From red carpet to your carpet: Barbies and diversity

    In September, Barbie released a doll modeled after Zendaya’s 2015 Oscar ensemble, a big win overall for increased representation in pop culture. While there have been Barbie dolls of varying races in the past, this particular doll is especially important as she sports dreadlocks.

    If you keep up with pop culture, you'll probably recall the time Giuliana Rancic made racist remarks about Zendaya’s Oscar look on the show Fashion Police. Zendaya, best known for her roles on Disney Channel shows Shake It Up and K.C. Undercover, responded to her comments on her Instagram in an eloquent paragraph which called Giuliana’s comments “outrageously offensive.” 

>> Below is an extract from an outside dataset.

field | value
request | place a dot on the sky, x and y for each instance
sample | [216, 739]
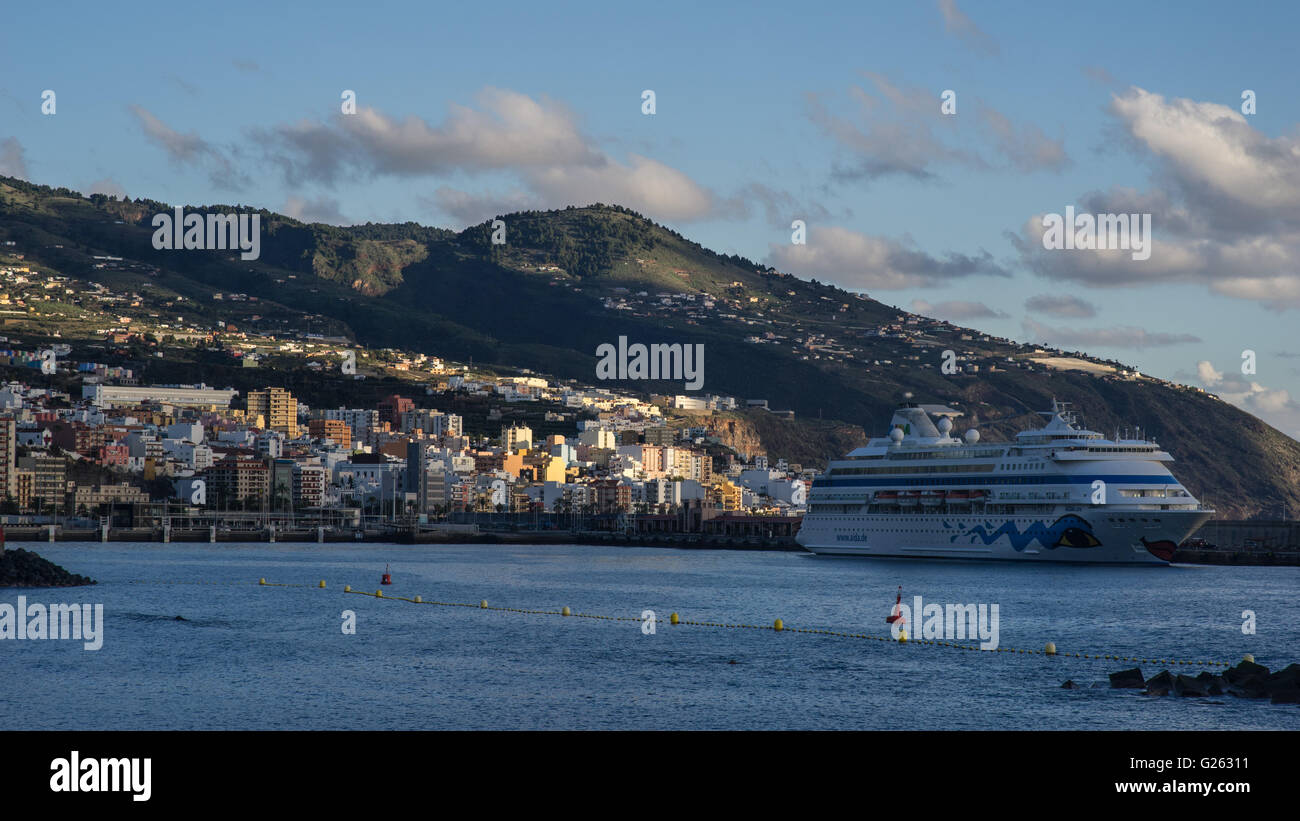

    To me, Zendaya is an inspirational icon, and I look up to her – kind of silly considering she is only a year older than I am – for a variety of reasons. She has impeccable style and world views that are highly evolved for a 19-year-old – not to mention the grace of a queen. Rather than calling people out, she spends her time formulating an educated response. She’s not afraid to be herself – or to stand up for herself.  

    But this doll has importance beyond Zendaya’s cultural position as a positive role model. It's the way in which it increases representation overall. On the day of the release Zendaya crafted another insightful Instagram post about how important it is to her that there is a doll out there that looks like her, which I found incredibly inspiring. Zendaya is biracial, and so am I. While I don’t wear dreadlocks, those who do are often targeted with unfair stereotypes, such as assumptions that they are dirty or smoke marijuana. Zendaya commented on why she wore dreadlocks on the Oscar red carpet: to send a message “to people of color that our hair is good enough.” 

    It is hard for people to feel included in media if there is no representation. So yes, while it is just a doll to some people, others find it incredibly inspiring and immensely critical. I feel represented by this doll, but there are some groups that definitely do not.

    The beauty standards that this country values takes a toll on children of color who are told they are other, and not valued for their natural beauty,” said sophomore Gwendolyn Gissendanner. 

    A senator of For Members Only, manager of Soul4Real and a member of Out Da Box, Gissendanner spoke to the fact that the doll is still not wholly representative of the spectrum of women of color.

    “Girls who are darker or who are fully black still may not feel represented by this doll,” Gissendanner said. “It would really be a shame if they stopped with her.”

    Aymar Jean Christian, an assistant professor in Communication Studies, says he sees the importance of a doll like this but thinks its important to note that one doll does not change the entirety of representation.

    “Large corporations tend to represent societal norms and ideals, not its realities,” Christian said. “There are some smaller independent doll and toy manufacturers with greater diversity and I think that's where we'll see change happening.”

    When asked specifically about Zendaya’s impact on representation, Christian said, “Ultimately most Barbie dolls still conform to limited norms of representation.”

    Another important issue the doll brought to light was the representation of various body types. Demi Lovato tweeted “Hey @Barbie, what about a curvy doll or one true to size measurements,” shortly after Zendaya’s doll was released. Immediately she received backlash from fans who were claiming that Demi was trying to steal Zendaya’s spotlight. While there are some dolls on the market that feature more realistic body types, Barbie is clearly the most iconic. 

    This is just another area where representation is lacking.

    “If Barbie made efforts to represent different body types that would only make their efforts towards inclusion better,” said Gissendanner. “I believe that this step, along with diversifying racially, could help break down heteronormative standards that cause so many people pain.”

    The United States is becoming more and more diverse every year. This is especially noticeable in the 2010 Census report and diversity maps by media outlets. Eventually, pop culture will have to catch up and have a much wider net of representation. Viola Davis said it best in her 2015 Emmy speech: “You cannot win an Emmy for roles that are simply not there.” 

    In the future there need to be more roles. There need to be more dolls. There need to be more diverse novel characters and when those characters are later portrayed in the movie they need to not be whitewashed out of the film, because representation matters.

    I have never worn dreadlocks, but I've often wished to have the perfect hair other girls had while being frustrated with my own. Now I’m 18 and I understand that my hair is beautiful. I fully believe the reason that I felt my hair was so horrible was because I was not as exposed to anyone else with hair like mine during my childhood. Not in my family, not in my school and definitely not on television.

    While it is just a doll to some people, it raises awareness of greater areas of representation. It is the starting point for a conversation that is increasing in importance every day. I look forward to even more diverse dolls; more diverse rolls, especially those that don’t require people to play the obvious stereotypes; and more multicultural representation throughout pop culture in the future.